I first watched Test cricket in a stadium in 1984/85, at the Eden Gardens, a historic match for at least three reasons. First, this was the only Test match Kapil Dev missed in his career. Then, Mohammad Azharuddin scored a hundred on debut: he would go on to become the first – and till date, only – batter to score hundreds in each of his first Test matches. And finally, Ravi Shastri batted at least once on all five days.
But none of that is what the Test match is remembered for. Indian captain Sunil Gavaskar chose to not declare the Indian innings – the first innings of the Test match – until after lunch on Day 4. The crowd, already incensed by the axing of Kapil, booed Gavaskar until he declared. A livid Gavaskar vowed to never play at the venue again. He did not, for India.
In 1986/87, after four dreary draws, the desperate organisers prepared a vicious turning track for the fifth Test match, in Bangalore. The decade Indian fans often look back with rose-tinted nostalgia was actually one of the dullest in terms of Test cricket.
This was perhaps an extreme example, but Test cricket was a feature in the 1980s in India. The rose-tinted nostalgia of Indian fans, at least in this case, has little to do with data. Of the 42 Tests India played at home in the 1980s, 24 (57%) were draws. For perspective, since 2010, there have been 10 draws in 58 matches (17%) on Indian soil.
India have won 43 out of these 58 Test matches. In their entire history, up to 2009, they had won only another 69. This has been their greatest phase. Under Virat Kohli and now Rohit Sharma, the focus has shifted from batting on bowling, and rightly so – because the most successful teams in the history of Test cricket have all been outstanding bowling sides.
The batting has probably suffered, with India often opting for five specialist batters instead of their traditional plan of six. The big scores have slowly dried out, but India have taken 20 wickets more often than they ever have.
Curiously, that is not reflected in the rules of the Ranji Trophy. A draw with a first-innings lead fetches three points and a win six (twice, not thrice, unlike football), so teams are happy to get two first-innings leads instead of pushing for one outright win.
That is not in tune with how the Indian Test team plays these days. As mentioned, the focus at the highest level – rightly – is on bowling.
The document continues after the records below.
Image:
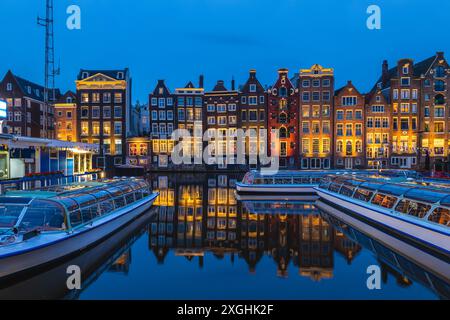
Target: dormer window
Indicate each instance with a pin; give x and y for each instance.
(283, 92)
(439, 72)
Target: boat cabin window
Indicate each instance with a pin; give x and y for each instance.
(347, 190)
(9, 215)
(324, 184)
(119, 202)
(90, 213)
(441, 216)
(106, 206)
(412, 208)
(129, 197)
(384, 201)
(363, 194)
(44, 215)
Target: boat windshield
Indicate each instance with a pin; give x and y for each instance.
(44, 215)
(9, 215)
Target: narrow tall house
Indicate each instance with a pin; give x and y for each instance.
(378, 127)
(162, 124)
(283, 116)
(434, 114)
(349, 128)
(253, 118)
(189, 117)
(66, 117)
(316, 88)
(221, 125)
(103, 111)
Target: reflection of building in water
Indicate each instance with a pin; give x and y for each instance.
(315, 247)
(193, 217)
(190, 221)
(221, 233)
(162, 227)
(281, 240)
(122, 264)
(346, 247)
(253, 237)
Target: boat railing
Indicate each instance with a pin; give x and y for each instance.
(35, 182)
(425, 204)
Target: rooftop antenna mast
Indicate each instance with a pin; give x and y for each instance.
(50, 71)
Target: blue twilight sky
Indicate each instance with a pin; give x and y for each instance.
(177, 40)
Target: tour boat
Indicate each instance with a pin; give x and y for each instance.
(301, 182)
(416, 213)
(285, 182)
(403, 258)
(42, 227)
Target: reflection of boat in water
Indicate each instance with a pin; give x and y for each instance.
(400, 256)
(418, 214)
(51, 283)
(279, 207)
(284, 182)
(278, 197)
(43, 227)
(303, 182)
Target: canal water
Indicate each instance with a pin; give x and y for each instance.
(200, 242)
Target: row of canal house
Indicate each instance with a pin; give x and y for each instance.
(199, 214)
(29, 143)
(402, 122)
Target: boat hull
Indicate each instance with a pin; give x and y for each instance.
(419, 257)
(426, 239)
(76, 243)
(276, 189)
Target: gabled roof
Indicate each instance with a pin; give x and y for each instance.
(31, 89)
(161, 84)
(220, 86)
(348, 85)
(420, 68)
(68, 94)
(252, 79)
(189, 85)
(110, 73)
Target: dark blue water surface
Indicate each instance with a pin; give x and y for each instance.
(201, 243)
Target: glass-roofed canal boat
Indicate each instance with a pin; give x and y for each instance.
(41, 227)
(302, 182)
(418, 214)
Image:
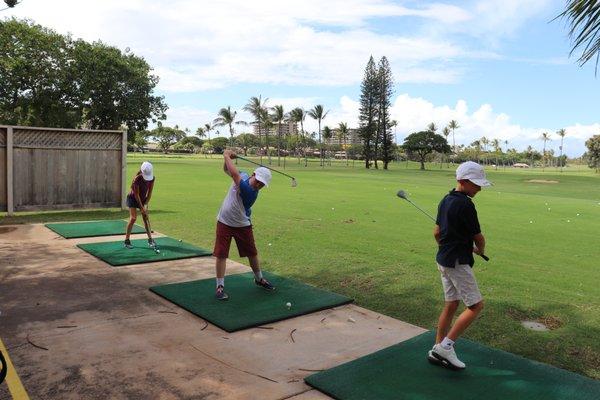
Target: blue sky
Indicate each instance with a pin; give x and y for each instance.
(501, 68)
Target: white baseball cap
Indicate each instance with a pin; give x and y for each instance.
(147, 169)
(263, 175)
(473, 172)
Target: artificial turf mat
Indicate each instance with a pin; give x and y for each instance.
(71, 230)
(249, 305)
(403, 372)
(170, 249)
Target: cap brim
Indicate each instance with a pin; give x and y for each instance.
(481, 182)
(261, 181)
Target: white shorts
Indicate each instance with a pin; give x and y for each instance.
(460, 284)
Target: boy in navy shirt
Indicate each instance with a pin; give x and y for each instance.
(458, 235)
(233, 221)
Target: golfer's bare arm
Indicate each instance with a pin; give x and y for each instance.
(230, 168)
(149, 193)
(437, 233)
(479, 243)
(136, 193)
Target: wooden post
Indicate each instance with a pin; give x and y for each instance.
(10, 207)
(124, 171)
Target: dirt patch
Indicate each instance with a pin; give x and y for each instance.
(541, 181)
(548, 321)
(7, 229)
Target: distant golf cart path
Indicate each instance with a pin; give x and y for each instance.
(108, 336)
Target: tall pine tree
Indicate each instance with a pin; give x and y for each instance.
(384, 132)
(368, 111)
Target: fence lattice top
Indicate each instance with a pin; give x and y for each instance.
(41, 138)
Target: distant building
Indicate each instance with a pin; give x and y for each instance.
(287, 128)
(352, 137)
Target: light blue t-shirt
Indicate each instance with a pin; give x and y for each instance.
(236, 208)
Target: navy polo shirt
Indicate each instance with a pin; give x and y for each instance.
(458, 222)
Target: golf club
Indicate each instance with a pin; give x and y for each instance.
(149, 230)
(294, 183)
(4, 370)
(402, 195)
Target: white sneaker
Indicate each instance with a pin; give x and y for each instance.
(447, 357)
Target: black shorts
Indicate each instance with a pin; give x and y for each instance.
(132, 202)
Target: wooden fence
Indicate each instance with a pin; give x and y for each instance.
(52, 168)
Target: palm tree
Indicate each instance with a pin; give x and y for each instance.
(453, 125)
(201, 133)
(343, 133)
(561, 133)
(227, 118)
(267, 123)
(445, 132)
(327, 135)
(545, 137)
(497, 149)
(278, 117)
(318, 114)
(584, 18)
(255, 106)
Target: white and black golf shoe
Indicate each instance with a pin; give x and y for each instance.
(446, 358)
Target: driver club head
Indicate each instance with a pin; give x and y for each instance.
(402, 194)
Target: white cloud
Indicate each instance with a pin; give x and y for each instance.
(197, 46)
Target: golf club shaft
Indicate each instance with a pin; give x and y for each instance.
(486, 258)
(255, 163)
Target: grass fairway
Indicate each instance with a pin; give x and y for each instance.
(344, 229)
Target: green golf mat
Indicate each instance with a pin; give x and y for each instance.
(249, 305)
(71, 230)
(403, 372)
(170, 249)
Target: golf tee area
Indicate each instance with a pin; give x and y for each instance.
(75, 325)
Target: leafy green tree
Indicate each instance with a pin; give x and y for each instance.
(369, 95)
(52, 80)
(246, 141)
(141, 140)
(318, 113)
(220, 144)
(424, 143)
(593, 153)
(166, 136)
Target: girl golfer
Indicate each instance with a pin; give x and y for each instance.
(138, 198)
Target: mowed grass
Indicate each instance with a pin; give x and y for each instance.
(344, 229)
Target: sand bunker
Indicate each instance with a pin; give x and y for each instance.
(541, 181)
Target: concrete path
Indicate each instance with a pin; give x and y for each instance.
(76, 328)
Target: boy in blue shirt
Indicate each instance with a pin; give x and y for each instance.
(234, 222)
(458, 235)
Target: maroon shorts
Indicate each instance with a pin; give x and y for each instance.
(244, 239)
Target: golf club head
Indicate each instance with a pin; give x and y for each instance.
(402, 194)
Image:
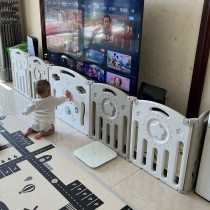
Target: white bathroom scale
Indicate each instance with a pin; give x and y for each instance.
(95, 154)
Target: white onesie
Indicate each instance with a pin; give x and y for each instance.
(44, 109)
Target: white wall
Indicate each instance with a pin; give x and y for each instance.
(30, 19)
(205, 100)
(169, 41)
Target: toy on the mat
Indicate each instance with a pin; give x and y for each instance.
(44, 109)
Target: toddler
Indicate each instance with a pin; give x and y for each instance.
(44, 108)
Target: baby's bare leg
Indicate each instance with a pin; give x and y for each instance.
(42, 133)
(28, 131)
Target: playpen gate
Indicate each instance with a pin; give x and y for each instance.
(160, 142)
(196, 145)
(19, 63)
(37, 70)
(111, 117)
(76, 112)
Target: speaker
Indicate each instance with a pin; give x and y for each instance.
(152, 93)
(33, 48)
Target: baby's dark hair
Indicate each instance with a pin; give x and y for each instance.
(42, 86)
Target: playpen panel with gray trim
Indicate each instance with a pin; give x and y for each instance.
(160, 142)
(37, 70)
(19, 62)
(203, 181)
(111, 117)
(196, 145)
(77, 112)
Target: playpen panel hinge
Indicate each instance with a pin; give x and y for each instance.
(190, 122)
(48, 66)
(89, 82)
(129, 160)
(133, 99)
(182, 191)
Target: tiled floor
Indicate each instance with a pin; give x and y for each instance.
(138, 188)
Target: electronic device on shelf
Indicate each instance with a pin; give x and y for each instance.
(152, 93)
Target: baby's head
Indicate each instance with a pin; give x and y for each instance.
(43, 88)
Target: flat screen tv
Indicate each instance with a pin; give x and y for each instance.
(98, 39)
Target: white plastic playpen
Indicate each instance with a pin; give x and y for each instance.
(152, 136)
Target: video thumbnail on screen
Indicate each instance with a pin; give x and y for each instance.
(118, 81)
(118, 61)
(109, 30)
(94, 73)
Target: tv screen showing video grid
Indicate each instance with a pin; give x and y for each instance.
(99, 39)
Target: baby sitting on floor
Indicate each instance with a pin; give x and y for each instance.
(44, 108)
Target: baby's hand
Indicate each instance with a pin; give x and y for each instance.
(68, 95)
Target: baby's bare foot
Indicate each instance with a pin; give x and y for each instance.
(38, 135)
(28, 131)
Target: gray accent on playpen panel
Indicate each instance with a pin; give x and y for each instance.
(111, 117)
(198, 136)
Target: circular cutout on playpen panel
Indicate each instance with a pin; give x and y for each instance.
(157, 131)
(37, 74)
(109, 108)
(63, 93)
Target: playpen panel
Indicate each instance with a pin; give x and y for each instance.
(198, 136)
(111, 117)
(19, 63)
(160, 141)
(203, 181)
(37, 70)
(77, 112)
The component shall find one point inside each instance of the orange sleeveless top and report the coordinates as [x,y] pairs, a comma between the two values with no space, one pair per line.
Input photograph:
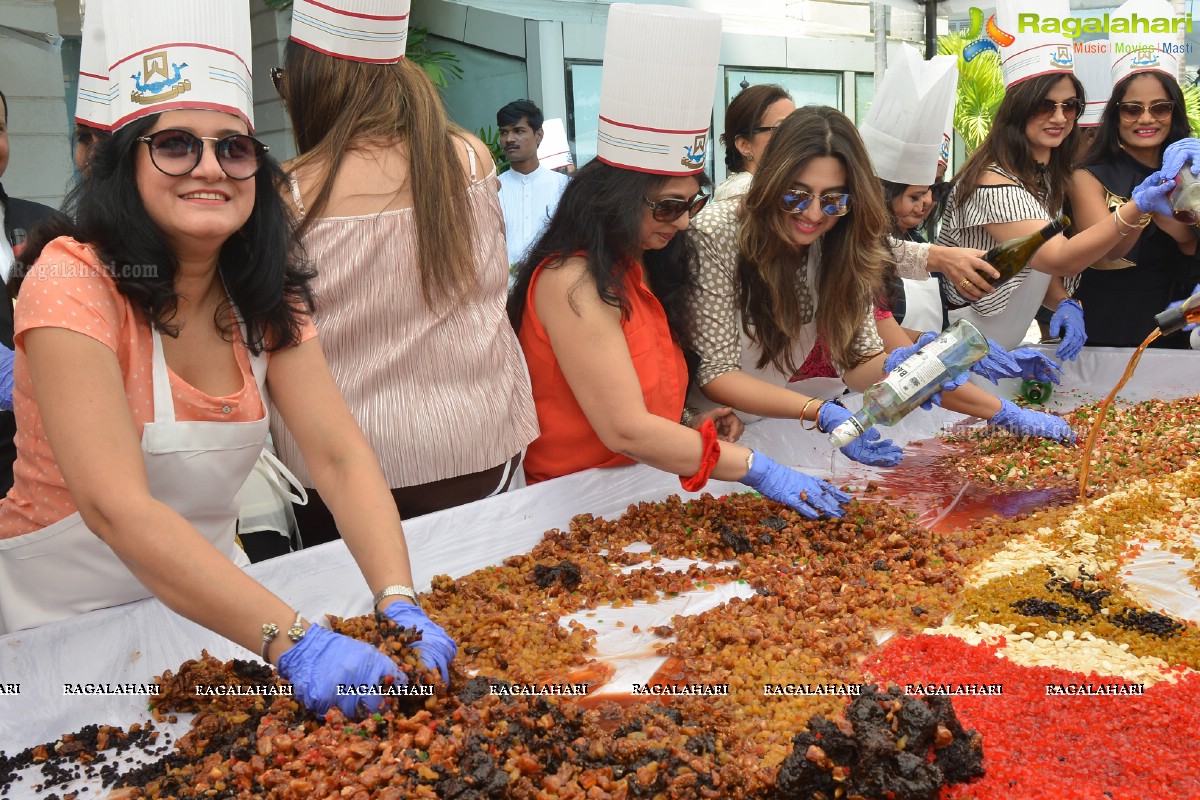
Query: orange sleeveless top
[568,444]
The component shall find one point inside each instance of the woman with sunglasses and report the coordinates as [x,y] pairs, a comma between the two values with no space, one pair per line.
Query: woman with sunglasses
[1013,184]
[401,217]
[751,118]
[599,302]
[1155,259]
[148,331]
[803,262]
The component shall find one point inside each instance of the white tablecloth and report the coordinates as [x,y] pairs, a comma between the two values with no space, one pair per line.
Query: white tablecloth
[133,643]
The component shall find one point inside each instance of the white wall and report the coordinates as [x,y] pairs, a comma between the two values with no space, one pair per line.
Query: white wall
[31,78]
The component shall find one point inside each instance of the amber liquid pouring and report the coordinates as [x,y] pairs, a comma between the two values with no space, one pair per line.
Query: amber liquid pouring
[1104,410]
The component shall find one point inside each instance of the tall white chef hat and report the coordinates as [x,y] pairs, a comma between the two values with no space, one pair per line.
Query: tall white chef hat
[905,125]
[657,88]
[553,151]
[1025,52]
[1137,47]
[1092,70]
[192,54]
[96,92]
[358,30]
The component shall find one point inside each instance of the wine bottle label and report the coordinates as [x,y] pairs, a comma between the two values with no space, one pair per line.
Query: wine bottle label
[915,374]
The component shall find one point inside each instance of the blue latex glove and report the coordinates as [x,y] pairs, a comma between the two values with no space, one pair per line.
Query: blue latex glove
[1151,194]
[1179,154]
[6,358]
[1035,366]
[900,355]
[778,482]
[1174,305]
[868,449]
[436,645]
[1027,422]
[1068,323]
[322,660]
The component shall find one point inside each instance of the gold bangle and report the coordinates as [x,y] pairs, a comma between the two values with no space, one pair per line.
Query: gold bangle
[805,410]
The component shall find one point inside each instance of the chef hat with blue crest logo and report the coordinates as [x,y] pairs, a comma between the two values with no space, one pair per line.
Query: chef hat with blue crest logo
[96,92]
[657,88]
[178,55]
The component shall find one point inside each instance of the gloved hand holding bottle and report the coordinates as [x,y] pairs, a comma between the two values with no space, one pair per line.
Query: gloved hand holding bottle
[868,449]
[809,495]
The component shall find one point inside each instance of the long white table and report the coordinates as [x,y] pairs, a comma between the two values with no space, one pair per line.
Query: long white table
[133,643]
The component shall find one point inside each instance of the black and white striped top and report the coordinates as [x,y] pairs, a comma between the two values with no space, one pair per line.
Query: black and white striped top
[963,226]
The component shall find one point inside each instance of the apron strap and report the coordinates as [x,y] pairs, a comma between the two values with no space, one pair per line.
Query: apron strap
[163,403]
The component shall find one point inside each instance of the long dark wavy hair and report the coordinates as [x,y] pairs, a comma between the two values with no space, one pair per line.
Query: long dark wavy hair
[1008,148]
[262,266]
[853,257]
[600,215]
[1107,145]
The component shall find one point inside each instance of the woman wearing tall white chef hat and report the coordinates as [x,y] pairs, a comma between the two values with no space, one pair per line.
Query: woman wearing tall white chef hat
[148,334]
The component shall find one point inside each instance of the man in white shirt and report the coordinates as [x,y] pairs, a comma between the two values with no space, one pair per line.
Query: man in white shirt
[528,191]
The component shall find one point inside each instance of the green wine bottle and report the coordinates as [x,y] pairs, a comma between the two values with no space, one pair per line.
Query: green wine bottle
[1036,391]
[1011,257]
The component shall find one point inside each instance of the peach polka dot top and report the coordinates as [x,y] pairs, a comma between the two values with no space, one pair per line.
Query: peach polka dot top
[69,288]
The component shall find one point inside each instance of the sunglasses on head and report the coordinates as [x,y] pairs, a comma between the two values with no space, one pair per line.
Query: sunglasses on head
[833,204]
[1071,108]
[1161,109]
[178,152]
[671,209]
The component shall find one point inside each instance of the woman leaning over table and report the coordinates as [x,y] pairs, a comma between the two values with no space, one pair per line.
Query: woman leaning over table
[805,257]
[599,302]
[141,394]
Unfortunately, while the approach of the Indian Test side has undergone changes, the Ranji Trophy laws still benefit teams that play the drab version of cricket from the 1980s.
Things get worse in the knockouts. Here, if the team batting first does not bowl out the team batting second, the quotient (runs/wicket) is calculated to determine the winner. Thus, a side may pile 500 (a quotient of 50), but the other team may score 51/0, or even 51/1, and win.
That brings us to the ongoing Ranji Trophy pre-quarterfinal, where Jharkhand batted on until they were bowled out for 880 well into Day 3. Nagaland are 130/4 at stumps. Jharkhand are still likely to win outright, but one cannot help but wonder whether such long innings should be encouraged.
Ranji Trophy, after all, is the largest First-class cricket tournament in India. Potential Test cricketers are identified and selected based on Ranji Trophy performances. The format and the laws of the tournament should ideally be designed to reflect the approach – if not the standards – of the Test team, which is currently not the case.
Putting a bar of 150 overs on the first innings of a match is one of the ways forward. A bar can also be imposed on the second innings of the match, if needed. That is likely to discourage teams batting first from continuing with the sole aim of occupying the crease for as long as possible.
The rules, as they currently stand, do little more than promote defensive batting for hours with little attempt for an outright win, particularly on prepared flat wickets.